Thursday, February 28, 2008

Moving pictures, with occasional music

Arn: The Knight Templar

Arn is an adaptation of Jan Guillou's bestselling trilogy, covering the first book and half of the second, and the most expensive swedish production ever, clocking in at some 210 million swedish crowns. Clearly wanting to be a big historical epic in the vein of Gladiator and Kingdom of Heaven, it sadly falls short of the mark by a pretty wide marigin.

I haven't read the books, but I suspect the root of the problem is the need to be faithful to the novels. One and a half books is a lot of ground to cover in the space of two hours and twenty minutes, and the inability to cut out stuff and rework it into something more concise leads to a move that feels overlong and rushed at the same time. It's too busy rushing from plot point to plot point without letting the characters breathe in the slightest. Oh, now he's a little kid sent to a cloister, now there's a bunch of political maneouvering, and now he's in (utterly unvconvincing) love, now there's more political maneuvering, oh god more horrible unconvincing love scenes, now he's sent to the middle east to fight in the holy war and whoops the movie's over. In the words of Dr Kermode, it's all just a bunch! of! stuff! happening. In every scene we get images and music that tell us exactly how we're supposed to feel, but the filmmakers haven't got the time to actually make us feel it, nor do the actors' have the ability to pick up the slack.

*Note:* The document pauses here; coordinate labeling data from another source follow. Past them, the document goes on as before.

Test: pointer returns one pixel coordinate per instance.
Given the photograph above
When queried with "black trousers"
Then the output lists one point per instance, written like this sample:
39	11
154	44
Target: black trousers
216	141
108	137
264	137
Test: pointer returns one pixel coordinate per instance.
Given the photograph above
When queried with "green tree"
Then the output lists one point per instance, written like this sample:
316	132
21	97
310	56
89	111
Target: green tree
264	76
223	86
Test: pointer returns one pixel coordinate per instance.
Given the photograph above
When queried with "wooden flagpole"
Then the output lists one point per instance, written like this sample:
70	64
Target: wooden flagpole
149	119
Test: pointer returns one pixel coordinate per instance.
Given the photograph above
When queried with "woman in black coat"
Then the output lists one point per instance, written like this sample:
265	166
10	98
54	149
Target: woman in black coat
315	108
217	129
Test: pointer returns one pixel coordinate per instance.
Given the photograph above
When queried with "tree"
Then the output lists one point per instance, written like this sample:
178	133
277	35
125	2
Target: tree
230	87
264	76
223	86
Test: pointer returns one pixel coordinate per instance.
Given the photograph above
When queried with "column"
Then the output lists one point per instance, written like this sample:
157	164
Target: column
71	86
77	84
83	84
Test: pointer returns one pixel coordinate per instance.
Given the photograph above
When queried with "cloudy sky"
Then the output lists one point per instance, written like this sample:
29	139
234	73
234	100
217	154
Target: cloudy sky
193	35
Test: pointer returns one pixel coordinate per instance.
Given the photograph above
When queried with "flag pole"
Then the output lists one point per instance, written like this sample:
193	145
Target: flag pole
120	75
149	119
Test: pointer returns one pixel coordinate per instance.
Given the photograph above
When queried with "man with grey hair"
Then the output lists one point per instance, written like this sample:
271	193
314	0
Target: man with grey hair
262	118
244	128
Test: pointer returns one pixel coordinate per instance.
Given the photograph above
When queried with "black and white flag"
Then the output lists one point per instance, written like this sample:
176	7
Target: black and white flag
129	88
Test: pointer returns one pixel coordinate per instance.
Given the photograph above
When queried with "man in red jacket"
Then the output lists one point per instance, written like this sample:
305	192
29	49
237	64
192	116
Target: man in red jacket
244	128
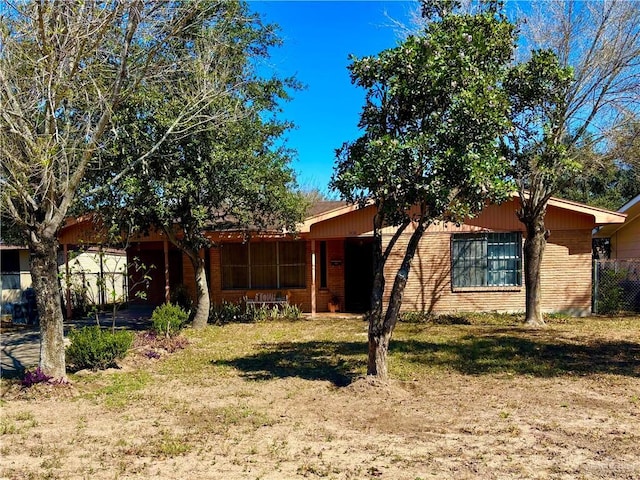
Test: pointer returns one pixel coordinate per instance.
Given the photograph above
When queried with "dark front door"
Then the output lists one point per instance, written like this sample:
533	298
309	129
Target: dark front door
358	274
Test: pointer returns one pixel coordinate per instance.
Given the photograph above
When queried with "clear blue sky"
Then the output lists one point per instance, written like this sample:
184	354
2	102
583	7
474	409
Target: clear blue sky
318	37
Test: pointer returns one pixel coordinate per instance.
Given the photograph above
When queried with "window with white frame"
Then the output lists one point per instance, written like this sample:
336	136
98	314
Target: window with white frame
267	265
486	260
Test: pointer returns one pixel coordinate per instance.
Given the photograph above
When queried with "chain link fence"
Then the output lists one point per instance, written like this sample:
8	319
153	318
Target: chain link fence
616	286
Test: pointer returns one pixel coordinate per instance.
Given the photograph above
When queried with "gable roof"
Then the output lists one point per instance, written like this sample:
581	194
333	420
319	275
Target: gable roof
631	210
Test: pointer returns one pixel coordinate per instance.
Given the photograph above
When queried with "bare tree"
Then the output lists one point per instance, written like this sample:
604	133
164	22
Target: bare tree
65	69
600	40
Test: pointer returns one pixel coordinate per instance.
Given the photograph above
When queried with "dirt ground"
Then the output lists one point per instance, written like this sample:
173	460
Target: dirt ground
143	421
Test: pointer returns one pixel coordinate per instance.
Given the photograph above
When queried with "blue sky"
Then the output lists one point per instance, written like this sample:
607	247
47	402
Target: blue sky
318	37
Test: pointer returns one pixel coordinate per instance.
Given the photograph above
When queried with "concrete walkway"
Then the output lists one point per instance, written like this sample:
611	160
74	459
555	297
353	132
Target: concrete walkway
21	343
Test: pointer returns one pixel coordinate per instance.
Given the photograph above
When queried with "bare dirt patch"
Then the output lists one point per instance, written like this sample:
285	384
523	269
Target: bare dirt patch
289	400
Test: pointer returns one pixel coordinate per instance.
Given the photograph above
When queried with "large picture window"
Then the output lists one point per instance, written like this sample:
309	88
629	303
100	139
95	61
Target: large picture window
486	260
267	265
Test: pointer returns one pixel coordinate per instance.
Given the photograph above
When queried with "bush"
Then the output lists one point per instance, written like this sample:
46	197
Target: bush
265	313
180	296
610	292
94	348
168	319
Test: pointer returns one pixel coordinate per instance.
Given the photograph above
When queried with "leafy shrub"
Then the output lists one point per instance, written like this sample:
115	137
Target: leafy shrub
290	312
35	376
416	317
94	348
226	312
265	313
168	319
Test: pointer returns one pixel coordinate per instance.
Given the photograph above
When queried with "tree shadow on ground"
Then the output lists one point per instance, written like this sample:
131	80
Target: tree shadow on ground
341	362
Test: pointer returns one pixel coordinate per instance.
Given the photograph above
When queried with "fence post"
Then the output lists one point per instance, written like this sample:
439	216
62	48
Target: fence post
595	286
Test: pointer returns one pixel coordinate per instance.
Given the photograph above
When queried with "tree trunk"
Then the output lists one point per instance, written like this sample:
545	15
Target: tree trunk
380	330
44	275
203	302
534	246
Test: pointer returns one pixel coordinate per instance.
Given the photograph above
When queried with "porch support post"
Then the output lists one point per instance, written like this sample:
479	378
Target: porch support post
167	288
67	292
313	278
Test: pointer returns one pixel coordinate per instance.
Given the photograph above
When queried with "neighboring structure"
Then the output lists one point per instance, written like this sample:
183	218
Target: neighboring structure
15	280
476	266
624	237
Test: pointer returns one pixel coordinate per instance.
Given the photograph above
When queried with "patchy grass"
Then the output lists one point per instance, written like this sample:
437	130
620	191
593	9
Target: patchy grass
471	396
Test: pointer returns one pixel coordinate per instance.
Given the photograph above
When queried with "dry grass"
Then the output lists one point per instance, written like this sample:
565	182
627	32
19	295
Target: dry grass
481	397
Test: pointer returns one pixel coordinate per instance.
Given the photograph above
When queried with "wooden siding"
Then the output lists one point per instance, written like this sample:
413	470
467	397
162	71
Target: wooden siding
566	278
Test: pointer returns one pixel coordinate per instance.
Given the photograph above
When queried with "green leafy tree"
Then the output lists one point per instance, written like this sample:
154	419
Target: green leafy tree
433	114
226	174
66	69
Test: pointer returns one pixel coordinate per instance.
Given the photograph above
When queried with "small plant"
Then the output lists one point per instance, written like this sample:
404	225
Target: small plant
168	319
95	348
35	376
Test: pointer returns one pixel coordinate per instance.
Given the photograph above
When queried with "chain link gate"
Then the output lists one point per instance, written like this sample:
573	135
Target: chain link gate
616	286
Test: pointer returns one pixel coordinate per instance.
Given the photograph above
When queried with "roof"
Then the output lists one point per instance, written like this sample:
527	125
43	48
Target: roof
631	210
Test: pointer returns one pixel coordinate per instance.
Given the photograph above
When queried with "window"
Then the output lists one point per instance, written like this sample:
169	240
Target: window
263	265
323	264
486	260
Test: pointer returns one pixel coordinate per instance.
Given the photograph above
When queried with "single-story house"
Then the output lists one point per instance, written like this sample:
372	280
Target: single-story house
474	266
15	281
96	274
624	237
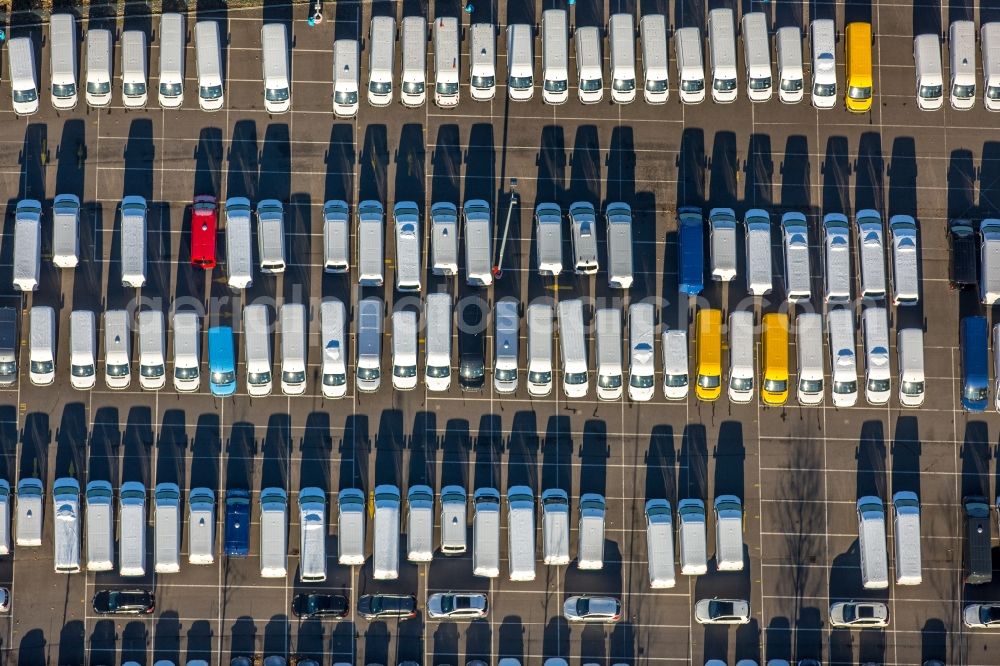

It's not all bad, mind you. The production design, costumes and cinematograpy are of consistently high quality, there's a pretty neat duel, and I really like the mix of languages. People will start praying in latin, the arabs actually speak arabic and so on. Loads of neat incidental detail like that.

Still, all the production values in the world can't help save the core from being flat and uninvolving. And really, for a movie subtitled "The Knight Templar", we don't get nearly enough knight templaring.


Well, this is certainly the most savage movie to come along in a long while. John Rambo is back, and this time he's racking up a biger body count than ever before. There's a semblance of plot about some do-gooder Christian missionaries that get caught up in Burma's civil war, but really, it's an old-fashioned exploitation movie. It's all just an excuse to deliver gallons of gore and shredded bodies to the audience.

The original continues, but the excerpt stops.